Other people’s grief
Today is the birth and death anniversary of my friend’s firstborn daughter.
This friend I have known since we were 16 and running ruckus through the streets of our sedate hometown. I look now at the picture of our teenage selves — five in front of the camera, one behind. I count four of us six as having lost a baby.
There is my friend Kate* whose her daughter was perfectly ready to come on her due date but the world went terribly wrong. There is me. There is Sammie* who lost her baby just before sixteen weeks and there is Maria* who has had several miscarriages. The fifth I haven’t seen since we were 18 and the sixth has lost none.
Statistics say one in four women will lose a child in pregnancy or soon after. We belong to a club we never asked to join and no-one wants to be a member.
Something strange has happened to me since losing my sons. My empathy gene which once was astronomical is now mild. I cannot feel anything anymore.
I was always the sensitive kid — skin so thin I bled for other’s pains. The kid who got the school’s citizenship award because I was so damn busy making everyone feel ok about themselves. Now when I visit the cemetry and see a new child’s grave I simply blink and stare in the distance.

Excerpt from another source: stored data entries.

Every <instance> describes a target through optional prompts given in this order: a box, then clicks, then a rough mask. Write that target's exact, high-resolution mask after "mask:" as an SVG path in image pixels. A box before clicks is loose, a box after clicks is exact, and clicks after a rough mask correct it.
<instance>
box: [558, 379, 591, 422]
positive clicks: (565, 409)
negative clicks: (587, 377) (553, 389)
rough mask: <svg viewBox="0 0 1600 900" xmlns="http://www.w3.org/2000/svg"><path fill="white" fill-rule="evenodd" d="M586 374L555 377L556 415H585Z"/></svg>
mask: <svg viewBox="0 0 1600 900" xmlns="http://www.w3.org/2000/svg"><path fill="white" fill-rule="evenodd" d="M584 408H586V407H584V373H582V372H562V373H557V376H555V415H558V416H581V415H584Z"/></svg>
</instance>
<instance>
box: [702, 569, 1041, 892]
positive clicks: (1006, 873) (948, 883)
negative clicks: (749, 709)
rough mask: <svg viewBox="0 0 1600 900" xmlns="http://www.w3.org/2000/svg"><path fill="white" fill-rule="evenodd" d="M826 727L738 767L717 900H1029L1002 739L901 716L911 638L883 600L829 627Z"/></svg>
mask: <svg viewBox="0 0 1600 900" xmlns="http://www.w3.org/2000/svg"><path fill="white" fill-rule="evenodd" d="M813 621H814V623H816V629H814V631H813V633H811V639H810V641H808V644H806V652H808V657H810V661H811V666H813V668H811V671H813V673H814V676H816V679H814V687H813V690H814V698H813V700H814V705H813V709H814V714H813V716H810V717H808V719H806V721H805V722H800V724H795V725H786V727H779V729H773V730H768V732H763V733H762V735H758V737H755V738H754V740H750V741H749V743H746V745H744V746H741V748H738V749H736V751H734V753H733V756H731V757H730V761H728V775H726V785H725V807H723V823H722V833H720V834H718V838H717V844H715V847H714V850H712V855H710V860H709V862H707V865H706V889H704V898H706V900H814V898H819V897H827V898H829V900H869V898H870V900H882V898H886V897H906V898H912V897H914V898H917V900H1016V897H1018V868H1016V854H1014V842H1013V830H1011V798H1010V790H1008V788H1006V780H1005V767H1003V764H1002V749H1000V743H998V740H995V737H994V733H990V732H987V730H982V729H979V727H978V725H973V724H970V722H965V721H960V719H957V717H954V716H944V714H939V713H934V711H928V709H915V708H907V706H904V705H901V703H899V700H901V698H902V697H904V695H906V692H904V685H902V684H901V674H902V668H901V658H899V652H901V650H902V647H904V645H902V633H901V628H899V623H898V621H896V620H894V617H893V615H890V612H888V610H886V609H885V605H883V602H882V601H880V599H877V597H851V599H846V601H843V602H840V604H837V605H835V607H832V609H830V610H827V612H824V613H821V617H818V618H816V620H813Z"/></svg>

The man who adopted my dog when I moved into a too-small apartment tells me his recent stint in hospital is because he tried to kill himself. My eyes open wide, my head stiffens. I. Cannot. Deal. This would have usually been up my alley — I would go to lunch on this saddness — I would send flowers, call, text, write a card.
When he asks for my phone number, I don’t reply.
My friend who witnessed the birth and death of my second son writes me long emails about the tribulations of her life in Europe. The bureaucracy, the mis-timing of things, the non-friends, the sunshine, the brother, the airfare, the tax, the savings, the expensiveness of mobile phone calls. I laugh out loud. Really, really laugh. I don’t mean to be idiotic. I just find it odd. I mean, my babies died three months ago.
So today is my friend’s daughter’s birthday and I am preparing to drive interstate state for the party. I have had the birthday in my diary for a while and set calendar reminders for two weeks leading, but I could not bring myself to buy the card or gift.
I go to the store, look around and around for a card. I stare at each one and tears start to come. I pick two thinking between them they should do the trick. My hands shake as I write. I tell my friend and her husband I am so, so sorry for their loss. I wish their daughter a happy birthday. I race home, wrap the card badly. I race to the post office, stuff the envelope badly. I post it.